What have the Lollipop Person of the Year Competition and Lady Gaga’s sunglasses got in common? Oh come on, it’s not that hard. The answer is they are among the 26,000 things that have been described as iconic in the press in the last three months.
Iconicity (iconicism? iconification?), my made-up word meaning “the tendency to write that something is iconic because you can’t be bothered to think of an accurate way to describe it”, is up by a factor of about six since the millennium. Look at this graph of the use of the word in the European press. The source, as ever, is Factiva.
(If you think this is all down to overcaffeinated PR people, I think you’re wrong.
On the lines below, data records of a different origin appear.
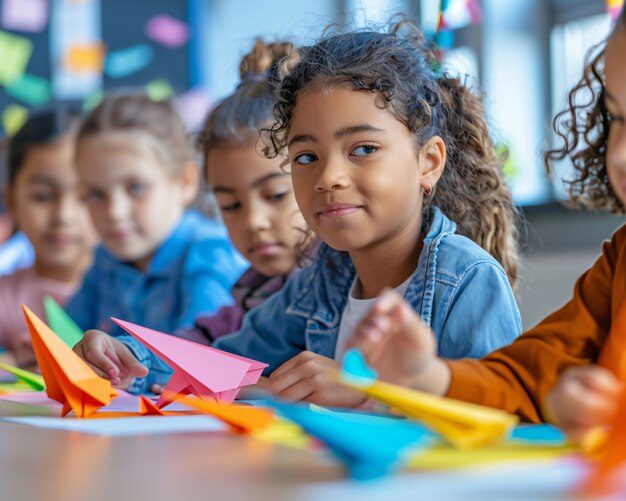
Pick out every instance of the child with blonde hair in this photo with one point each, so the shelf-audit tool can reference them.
(159, 264)
(368, 129)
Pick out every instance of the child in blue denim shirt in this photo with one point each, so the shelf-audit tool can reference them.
(159, 264)
(368, 129)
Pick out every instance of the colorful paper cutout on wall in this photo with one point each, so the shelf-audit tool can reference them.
(85, 58)
(124, 62)
(31, 89)
(69, 380)
(167, 31)
(159, 89)
(15, 52)
(25, 15)
(13, 117)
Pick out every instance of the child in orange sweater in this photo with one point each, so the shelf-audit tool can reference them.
(550, 372)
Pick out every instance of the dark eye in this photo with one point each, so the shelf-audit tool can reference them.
(43, 196)
(137, 188)
(305, 159)
(364, 150)
(94, 196)
(230, 207)
(278, 196)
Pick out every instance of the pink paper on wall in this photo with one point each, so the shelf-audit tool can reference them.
(25, 15)
(167, 31)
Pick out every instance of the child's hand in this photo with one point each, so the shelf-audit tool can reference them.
(309, 377)
(110, 358)
(400, 347)
(583, 398)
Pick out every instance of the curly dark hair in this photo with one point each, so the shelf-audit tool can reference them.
(583, 129)
(397, 67)
(239, 117)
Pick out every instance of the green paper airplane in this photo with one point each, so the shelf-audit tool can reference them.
(25, 379)
(61, 323)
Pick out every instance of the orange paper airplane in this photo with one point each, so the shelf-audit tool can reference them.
(68, 378)
(244, 419)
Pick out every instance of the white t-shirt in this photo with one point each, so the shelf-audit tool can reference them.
(354, 312)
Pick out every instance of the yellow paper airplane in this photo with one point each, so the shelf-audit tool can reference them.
(462, 424)
(68, 378)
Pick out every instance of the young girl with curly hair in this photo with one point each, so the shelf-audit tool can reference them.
(571, 367)
(394, 171)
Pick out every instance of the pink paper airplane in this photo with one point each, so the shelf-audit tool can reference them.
(200, 370)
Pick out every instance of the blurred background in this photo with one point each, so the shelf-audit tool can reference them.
(523, 54)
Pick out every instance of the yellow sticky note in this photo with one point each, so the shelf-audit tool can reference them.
(13, 117)
(15, 52)
(85, 58)
(159, 89)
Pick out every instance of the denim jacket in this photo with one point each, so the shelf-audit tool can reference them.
(458, 289)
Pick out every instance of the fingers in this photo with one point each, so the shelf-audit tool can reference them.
(298, 378)
(128, 360)
(99, 363)
(584, 398)
(375, 325)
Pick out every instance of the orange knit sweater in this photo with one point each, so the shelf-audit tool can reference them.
(517, 378)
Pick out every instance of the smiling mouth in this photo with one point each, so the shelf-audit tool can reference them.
(264, 250)
(339, 210)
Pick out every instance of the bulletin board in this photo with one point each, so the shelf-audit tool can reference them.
(93, 45)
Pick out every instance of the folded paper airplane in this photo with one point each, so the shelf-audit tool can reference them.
(369, 446)
(462, 424)
(68, 378)
(243, 418)
(25, 379)
(199, 370)
(61, 323)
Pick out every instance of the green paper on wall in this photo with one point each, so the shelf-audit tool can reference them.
(24, 378)
(61, 323)
(159, 89)
(30, 89)
(15, 52)
(13, 117)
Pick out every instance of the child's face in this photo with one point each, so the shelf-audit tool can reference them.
(356, 172)
(615, 69)
(46, 205)
(258, 206)
(135, 203)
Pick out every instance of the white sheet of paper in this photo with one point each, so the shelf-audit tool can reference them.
(125, 426)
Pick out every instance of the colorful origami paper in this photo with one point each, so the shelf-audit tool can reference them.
(27, 378)
(462, 424)
(369, 446)
(61, 323)
(200, 370)
(242, 418)
(68, 378)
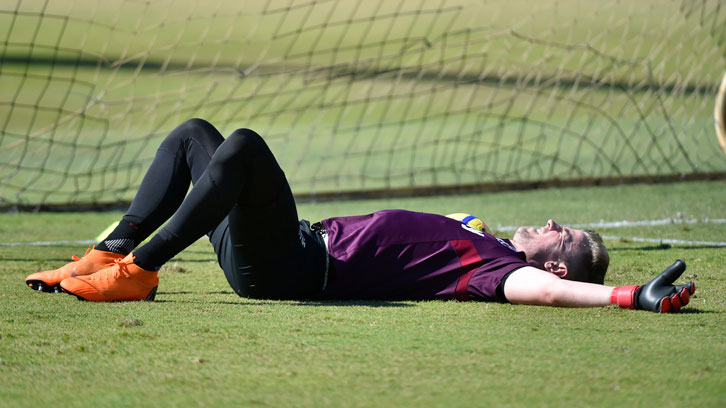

Of the 46,000-odd mentions of “iconic” since the beginning of 2008, only 143 came from PR Newswire. This one’s simply lazy journalism, it seems.)
I think some of the explosive growth comes from the need to write about inexplicably famous people who don’t have an obvious talent. Calling their hair, their outfits or their body parts “iconic” is handy when there’s just nothing polite we can say.
Perhaps this is why, when I think of the word iconic, I think of money and effluent. So I had a look to see how often the word is popping up in the accountancy press and among waste management writers.
It pleases me that, in this category, the word iconic comes up most often in articles about the stuff that the industry calls solid waste.